Standard Chartered goes live on CLSNet
CLS announced today that Standard Chartered, a leading international cross-border bank, has gone live on CLSNet, its automated bilateral payment netting calculation service for over 120 currencies.
CLSNet standardizes and automates post-trade matching and netting processes, delivering risk mitigation, liquidity optimization and operational efficiencies for currency flows outside of CLSSettlement, including emerging market and developing economy (EMDE) currencies and same-day trades.
Adoption of CLSNet has continued to grow significantly, with the service recording an average daily netted value1 of USD169 billion in the first half of 2025, up 18% compared to the same period in 2024. The CLSNet community now includes the top 12 global banks, alongside a growing roster of regional banks, funds, corporates and non-bank financial institutions.
As settlement risk in the FX market remains a focus, particularly in EMDE currencies and other growing segments, market participants are looking for ways to mitigate risk effectively via automated post-trade services such as CLSNet. The service reduces payments exposed to settlement risk by centralizing, standardizing and automating the netting calculation process. Demand for CLSNet continues to grow, particularly among financial institutions seeking to align with the best practices outlined in Principle 35 of the FX Global Code.2
“By leveraging CLSNet capabilities, we’ll deliver safer, faster and more efficient post-trade processing—freeing up intraday liquidity and reducing settlement risk for our clients.”
Alongside Standard Chartered, several Asian banks are joining the service. CTBC, the Hong Kong branch of a Taiwanese commercial bank, has gone live on CLSNet, meanwhile Maybank, a Malaysian bank, and Taishin, one of the largest commercial banks in Taiwan, have also committed to joining the CLSNet network to mitigate settlement risk within Asian currencies, particularly USD/CNH.
Lisa Danio-Lewis, Chief Growth Officer, CLS commented: “We are delighted to welcome Standard Chartered, CTBC, Maybank and Taishin to the CLSNet community. We are seeing increased demand for proven solutions to address the challenges facing the FX market. As more participants join CLSNet, the resulting network effect will deliver even greater risk reduction and efficiency benefits for all users.”
Tony Hall, Global Head of Global Markets, Standard Chartered commented: “Standard Chartered is proud to join CLSNet, reaffirming our commitment to strong risk management, liquidity efficiency and operational excellence in FX. This step aligns with our role as a signatory to the Global FX Code and our ambition to be the leading Emerging Markets FX house. By leveraging CLSNet capabilities, we’ll deliver safer, faster and more efficient post-trade processing—freeing up intraday liquidity and reducing settlement risk for our clients.
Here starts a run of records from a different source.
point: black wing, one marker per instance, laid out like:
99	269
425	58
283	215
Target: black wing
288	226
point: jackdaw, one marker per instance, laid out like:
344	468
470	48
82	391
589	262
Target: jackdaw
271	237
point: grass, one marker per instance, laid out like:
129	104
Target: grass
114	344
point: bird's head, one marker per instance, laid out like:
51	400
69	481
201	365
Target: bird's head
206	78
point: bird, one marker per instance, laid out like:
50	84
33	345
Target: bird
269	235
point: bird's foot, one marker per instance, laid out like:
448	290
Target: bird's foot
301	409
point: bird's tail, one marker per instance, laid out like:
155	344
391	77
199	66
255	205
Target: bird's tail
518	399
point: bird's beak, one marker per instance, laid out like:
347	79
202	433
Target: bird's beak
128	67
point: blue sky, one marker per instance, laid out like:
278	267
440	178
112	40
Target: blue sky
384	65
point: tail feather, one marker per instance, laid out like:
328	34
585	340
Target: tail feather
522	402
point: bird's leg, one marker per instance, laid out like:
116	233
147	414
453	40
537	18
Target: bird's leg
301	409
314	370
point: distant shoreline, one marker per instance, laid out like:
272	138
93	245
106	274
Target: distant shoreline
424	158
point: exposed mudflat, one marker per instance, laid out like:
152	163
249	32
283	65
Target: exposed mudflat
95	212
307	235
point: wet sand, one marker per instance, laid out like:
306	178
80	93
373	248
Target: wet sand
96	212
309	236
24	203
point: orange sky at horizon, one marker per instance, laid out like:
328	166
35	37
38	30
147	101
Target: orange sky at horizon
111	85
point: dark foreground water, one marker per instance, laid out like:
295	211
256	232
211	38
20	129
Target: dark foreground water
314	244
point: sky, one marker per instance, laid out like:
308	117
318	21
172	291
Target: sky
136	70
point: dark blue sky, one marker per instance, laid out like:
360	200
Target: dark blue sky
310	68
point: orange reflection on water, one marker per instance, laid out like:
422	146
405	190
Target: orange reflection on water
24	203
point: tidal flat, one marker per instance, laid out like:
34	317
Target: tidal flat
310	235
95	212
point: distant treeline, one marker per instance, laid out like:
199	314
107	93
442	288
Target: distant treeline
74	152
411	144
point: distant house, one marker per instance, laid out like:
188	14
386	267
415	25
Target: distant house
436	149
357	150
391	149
Another stride towards world-class infrastructure, smarter execution, and market leadership.”
1 Netted value refers to bilateral net payment amounts calculated by CLSNet.2 Principle 35 states, inter alia:
Where practicable, Market Participants should eliminate Settlement Risk, for example by using settlement services that provide PvP settlement.
Where Settlement Risk cannot be eliminated, Market Participants should reduce the size and duration of their Settlement Risk as much as practicable. The netting of FX settlement obligations (in particular the use of automated netting systems) is encouraged.